茯苓には、利尿、強心、鎮痛、鎮静作用があります。漢方処方では利尿剤、利水剤、心悸亢進、胃内停水、浮腫、筋肉の痙攣などに茯苓を配合しています。

秩苓とは漢名で、植物名をマツホドと呼び、松の根に寄生するサルノコシカケ科の菌核です。秩苓は菌核に多糖類のβパヒマンを、それにテルペノイドやエルゴステロールなどの成分を含んでいます。

最近の報告では多糖類のパヒマンから誘導されたパヒマランに、細胞性免疫賦活作用が認められています。サルノコシカケ科に共通の抗腫瘍作用とともに、今後の研究が期待されています。

茯苓は民間薬としては使われず、まれに利尿を目的に煎液を飲む程度です。漢方でも配合薬としては汎用されますが、単独では用いません。

山茱萸(さんしゅゆ)

山茱萸は補腎、強壮、疲労回復薬として、脾胃を温め、寒、温による疼痛、知覚麻痺、冷えなどの症状を除き、腰や膝を温め、尿利をよくし、老人の頻尿を抑え、耳なり、頭痛を治す。

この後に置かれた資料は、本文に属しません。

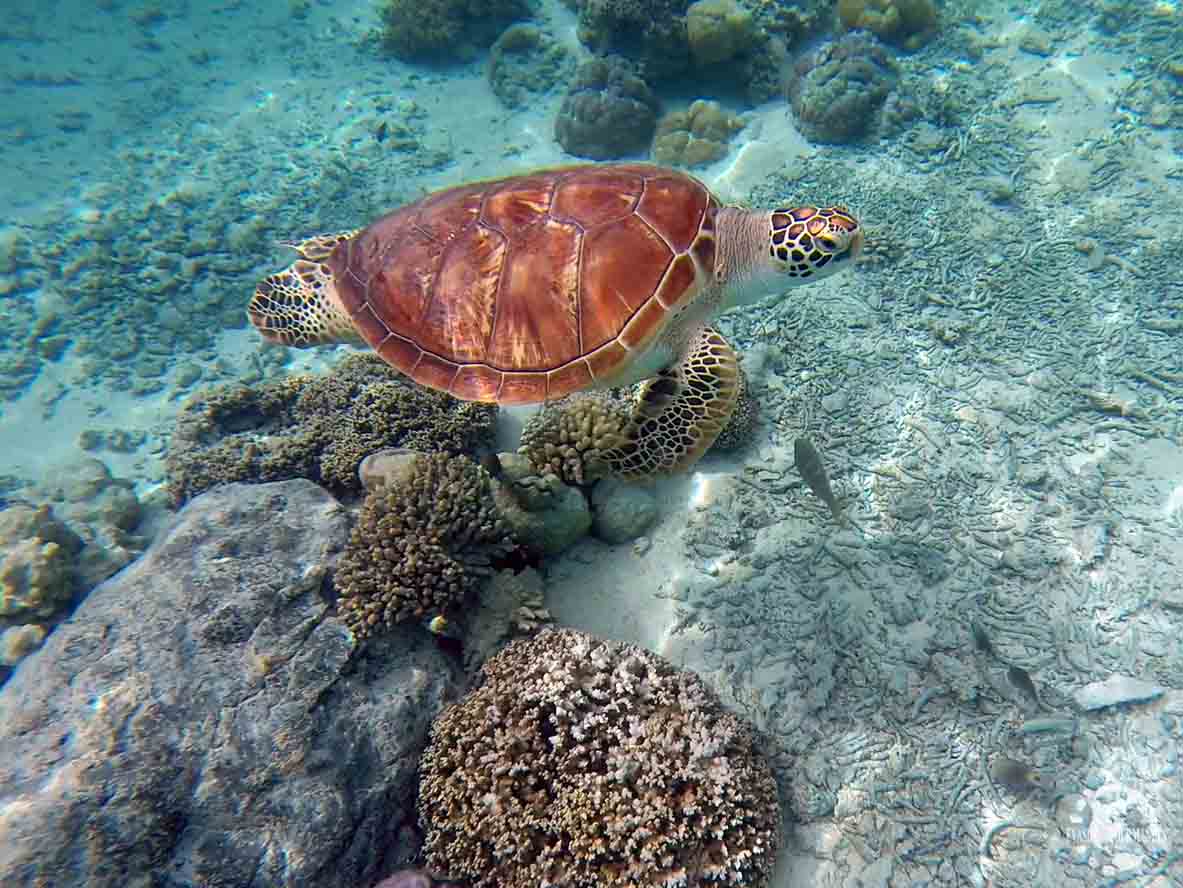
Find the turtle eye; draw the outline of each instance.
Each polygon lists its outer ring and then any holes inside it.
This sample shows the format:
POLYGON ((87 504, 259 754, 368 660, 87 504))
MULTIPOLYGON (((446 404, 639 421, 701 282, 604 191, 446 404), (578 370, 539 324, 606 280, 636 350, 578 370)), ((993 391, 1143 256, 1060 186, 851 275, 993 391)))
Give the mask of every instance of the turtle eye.
POLYGON ((834 242, 832 237, 819 237, 817 242, 823 250, 829 250, 831 253, 838 249, 838 244, 834 242))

これらの裏付けとして、タンニン類(テリマグランジンⅠⅡなど)の抗酸化作用による脂質過酸化抑制、脂肪分解阻害作用、スーパーオキシドラジカル除去作用が確認されている他、抗腫瘍、抗ウイルス作用も報告されています。

また、山茱萸エキスに血糖降下作用、抗アレルギー作用、免疫活性作用、肝機能障害の改善作用などが報告されています。

牡丹皮(ぼたんぴ)

牡丹皮は鎮静、鎮痛、消炎作用があり、漢方で血行不順に関係する婦人病薬として、芍薬とならんで多用されますが、単独で用いられることなく、駆お血(血の流れの改善)処方に配合されます。

主成分は、フェノール類のペオノールやモノテルペノイド配糖体のペオニフロリンなどで、いずれも鎮痛、鎮静作用が認められています。ペオニフロリンにはまた、大腸薗、ブドウ状球薗、連鎖状球菌などに対して増殖抑制作用があります。その他タンニンを多く含みます。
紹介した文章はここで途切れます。